Kurunun yanında yaşın da yanmaması için komisyonlar kurduk
Üniversitelerinde şimdiye kadar 138 kişinin açığa alındığını aktaran çelik, şunları ifade etti:
Bundan sonraki süreçte biz kendi içimizdeki bir takım adımları atmaya hazırız. Nitekim 138 kişi şu anda açığa alınmış durumda, bunun bir kısmı sorguda bir kısmı ise tutuklanmış. Biz süreci daha sağlıklı yürütebilmek adına, kurunun yanında yaşın da yanmaması ya da üniversiteyi daha kalıcı, daha temelli bir çözüme kavuşturabilmek adına burada 3 komisyon kurduk. Bunlar; İdari Değerlendirme İnceleme Komisyonu, Akademik Değerlendirme İnceleme Komisyonu ve Genel Araştırma Komisyonu. Bu 3 komisyonumuz çalışmalarını yürütmektedir. Öncelikle ilk iki komisyonumuz şu an açığa alınma durumu olan ya da bu süreçte gündeme düşen şahısları araştırıyor. Üçüncü komisyon ise üniversitenin daha temelli, daha köklü problemlerine cevap bulma amacıyla araştırma yapan bir komisyondur. Komisyonlar ihtiyaç gereğine göre bir süre görev yapacaktır. Özellikle üçüncü komisyonun çok daha uzun vadeli çalışması lazım. Tabi bu komisyon üniversitenin geliştirilmesine dönük, genel hedeflere ulaşmada daha temelli gelişmelere yol açacak bir komisyon. Bu komisyon Dicle Üniversitesinin 21inci yüzyılın, Türkiyenin ve Ortadoğunun ağırlıklı olarak merkez mihveri kılacak bir vizyon elde etmede aracılık edecek bir komisyondur.

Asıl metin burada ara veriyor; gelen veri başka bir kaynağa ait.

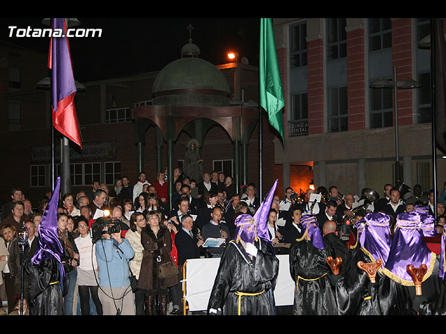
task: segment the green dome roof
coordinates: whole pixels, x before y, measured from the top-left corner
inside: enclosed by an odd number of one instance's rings
[[[168,64],[152,88],[153,104],[229,105],[229,93],[223,73],[197,57],[181,58]]]

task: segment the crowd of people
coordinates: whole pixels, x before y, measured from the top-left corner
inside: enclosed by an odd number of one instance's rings
[[[243,193],[238,193],[232,177],[222,173],[204,173],[197,180],[176,168],[174,177],[170,198],[166,171],[157,173],[153,183],[143,172],[134,184],[123,176],[112,187],[95,181],[91,189],[60,194],[57,234],[63,249],[66,282],[60,313],[182,315],[184,263],[199,257],[221,258],[220,276],[224,266],[243,262],[236,258],[239,254],[246,255],[243,258],[247,264],[253,256],[262,259],[256,263],[268,262],[266,267],[274,271],[266,275],[269,283],[261,285],[262,289],[268,290],[261,299],[261,307],[246,306],[242,312],[277,314],[272,294],[278,266],[275,255],[279,254],[289,255],[290,273],[296,283],[291,314],[411,314],[415,306],[417,312],[440,312],[436,303],[441,302],[441,256],[432,255],[422,238],[417,240],[417,248],[410,249],[422,253],[430,270],[429,294],[424,299],[415,298],[407,287],[411,286],[406,283],[410,280],[401,278],[397,270],[401,259],[397,258],[393,244],[399,242],[398,250],[413,247],[413,243],[399,235],[409,228],[407,221],[417,222],[417,228],[424,235],[443,235],[446,182],[437,196],[433,191],[424,194],[419,185],[413,193],[403,194],[406,195],[403,198],[400,189],[385,184],[383,194],[376,196],[379,198],[372,200],[350,193],[341,196],[335,186],[300,194],[289,187],[284,198],[273,191],[267,202],[252,183],[243,187]],[[39,224],[51,195],[31,203],[21,189],[15,188],[10,202],[1,208],[0,286],[8,309],[0,311],[4,314],[17,314],[21,305],[24,314],[29,314],[29,308],[32,314],[35,301],[30,299],[30,273],[24,270],[24,261],[31,260],[38,247]],[[247,231],[259,233],[262,219],[266,228],[261,242],[255,233]],[[98,238],[93,230],[99,225]],[[24,245],[20,242],[24,230],[28,237]],[[350,249],[340,238],[346,231],[347,238],[350,236],[355,244]],[[222,240],[222,246],[203,247],[209,238]],[[328,257],[341,259],[339,272],[330,269]],[[366,273],[357,267],[358,259],[367,263],[378,259],[384,262],[376,283],[369,284]],[[216,301],[217,280],[215,284],[212,310],[207,313],[218,310],[235,314],[234,305],[227,305],[227,301],[219,299]],[[392,284],[406,287],[404,300],[410,307],[399,304],[401,289]],[[397,294],[398,306],[388,304],[388,300],[385,303],[386,298],[396,301]],[[370,296],[374,303],[367,298]],[[231,303],[238,298],[240,302],[239,297],[233,297]]]

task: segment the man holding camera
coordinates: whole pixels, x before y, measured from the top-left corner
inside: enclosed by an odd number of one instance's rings
[[[118,223],[112,220],[106,221],[102,239],[96,244],[99,299],[104,315],[134,315],[128,266],[134,251],[128,240],[121,237]]]

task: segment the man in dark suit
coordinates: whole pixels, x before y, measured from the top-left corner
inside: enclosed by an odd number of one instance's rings
[[[390,190],[390,200],[383,209],[385,214],[392,217],[392,222],[390,228],[393,228],[397,223],[397,216],[404,212],[406,209],[406,205],[399,200],[399,190],[397,188],[392,188]]]
[[[197,214],[197,213],[198,212],[199,208],[201,207],[201,205],[197,198],[194,198],[191,196],[190,186],[189,184],[183,184],[181,185],[180,193],[181,193],[180,197],[187,197],[189,199],[190,213],[192,214]],[[177,207],[178,202],[176,203],[174,203],[173,207]]]
[[[298,207],[293,207],[291,212],[291,221],[287,221],[285,226],[282,229],[283,241],[286,244],[291,244],[295,241],[296,239],[300,239],[305,232],[300,223],[302,218],[302,209]]]
[[[200,257],[200,247],[203,242],[192,232],[194,220],[190,215],[185,214],[181,217],[181,226],[175,235],[175,246],[178,251],[178,290],[183,295],[183,266],[187,260]],[[183,303],[180,303],[180,314],[182,314],[182,308]]]
[[[215,170],[213,170],[210,173],[210,183],[217,191],[220,190],[224,186],[224,183],[220,182],[218,180],[218,172]]]
[[[318,220],[318,225],[319,225],[319,228],[321,229],[321,233],[322,233],[322,228],[323,226],[323,224],[325,223],[325,221],[336,221],[337,217],[335,215],[337,209],[337,203],[334,200],[329,200],[328,202],[327,202],[325,209],[316,215],[316,218]]]
[[[189,199],[186,196],[181,196],[178,200],[176,207],[173,208],[169,215],[169,219],[174,222],[177,230],[181,229],[181,218],[187,214],[191,214],[189,207]],[[197,232],[197,229],[194,228],[193,232]]]
[[[122,202],[124,200],[128,198],[133,199],[133,186],[130,186],[128,176],[123,176],[123,189],[118,196]]]
[[[243,196],[242,196],[243,197]],[[256,187],[254,184],[248,184],[246,187],[246,196],[241,200],[246,202],[252,214],[260,207],[260,198],[256,196]]]
[[[348,250],[347,250],[346,242],[341,240],[335,232],[336,223],[333,221],[325,221],[322,228],[322,235],[323,239],[333,246],[334,250],[333,258],[339,257],[342,259],[342,265],[341,265],[339,274],[344,276],[348,268]]]
[[[36,225],[33,221],[29,221],[25,223],[25,226],[28,229],[28,242],[24,245],[24,256],[31,260],[39,244],[38,239],[36,235]],[[22,254],[22,246],[19,244],[19,239],[16,238],[13,241],[10,247],[10,254],[8,259],[8,267],[11,276],[15,277],[14,286],[15,293],[20,294],[22,288],[22,264],[20,264],[20,254]],[[28,292],[29,287],[29,276],[26,271],[24,271],[24,296],[28,299]]]
[[[201,202],[204,201],[204,198],[209,191],[216,192],[218,190],[216,185],[210,182],[210,175],[208,173],[203,174],[203,180],[197,185],[197,187],[198,188],[198,193],[200,196],[199,198]]]
[[[11,190],[11,198],[10,202],[8,202],[1,207],[1,220],[6,218],[11,213],[11,205],[14,202],[22,201],[24,199],[23,191],[20,188],[14,188]]]
[[[390,200],[390,191],[393,189],[393,186],[390,183],[387,183],[384,186],[384,197],[382,197],[375,201],[374,211],[375,212],[383,212],[384,207],[385,207]]]
[[[351,193],[347,193],[344,194],[344,202],[340,205],[338,205],[336,210],[336,215],[337,216],[337,218],[339,221],[344,215],[351,218],[353,217],[353,213],[352,210],[353,209],[354,202],[355,199]]]
[[[325,205],[321,200],[318,202],[316,202],[315,203],[310,202],[309,198],[312,193],[316,193],[316,191],[313,189],[308,189],[307,191],[307,200],[302,202],[301,204],[296,204],[295,205],[302,209],[302,213],[307,212],[309,214],[318,214],[325,209]],[[291,207],[293,207],[293,205],[291,205]],[[312,209],[312,212],[311,212]]]
[[[107,197],[107,193],[105,193],[105,191],[102,189],[98,189],[95,192],[94,198],[89,205],[89,207],[91,210],[91,216],[95,216],[95,212],[98,209],[100,209],[102,211],[109,209],[109,207],[105,205]]]
[[[236,207],[238,203],[240,203],[240,195],[238,193],[233,194],[231,198],[231,204],[227,206],[226,210],[223,214],[224,221],[228,224],[229,234],[231,237],[233,237],[234,232],[236,232],[236,226],[232,221],[236,215]]]
[[[195,224],[200,230],[212,219],[210,212],[217,205],[217,193],[214,191],[209,191],[205,196],[204,205],[199,209],[195,220]]]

Açığa alınanların kayda değer kısmının Tıp Fakültesinden olduğunu söyleyen çelik, Şu aşamada çabamız açığa alınan kadrolara bağlı olarak hastane ve eğitim hizmetlerinin aksamamasına dönük bir takım tedbirler almaya çalışıyoruz. Üniversite dışında görevlendirilen hocalar var. YÖK ve Sağlık Bakanlığı ile temaslarda bulunarak dışarıdan şehre yeni kadroların takviyesini sağlamaya, ihtiyaçları tamamlama çabasındayız. diye konuştu.
Öte yandan Dicle Üniversitesi Rektörlüğüne, geçtiğimiz seçimlerde 170 oy alan Prof. Dr. Talip Gül, Cumhurbaşkanı Recep Tayyip Erdoğan tarafından yeni rektör olarak atandı. Gül, rektörlük görevini önümüzdeki günlerde devralacak.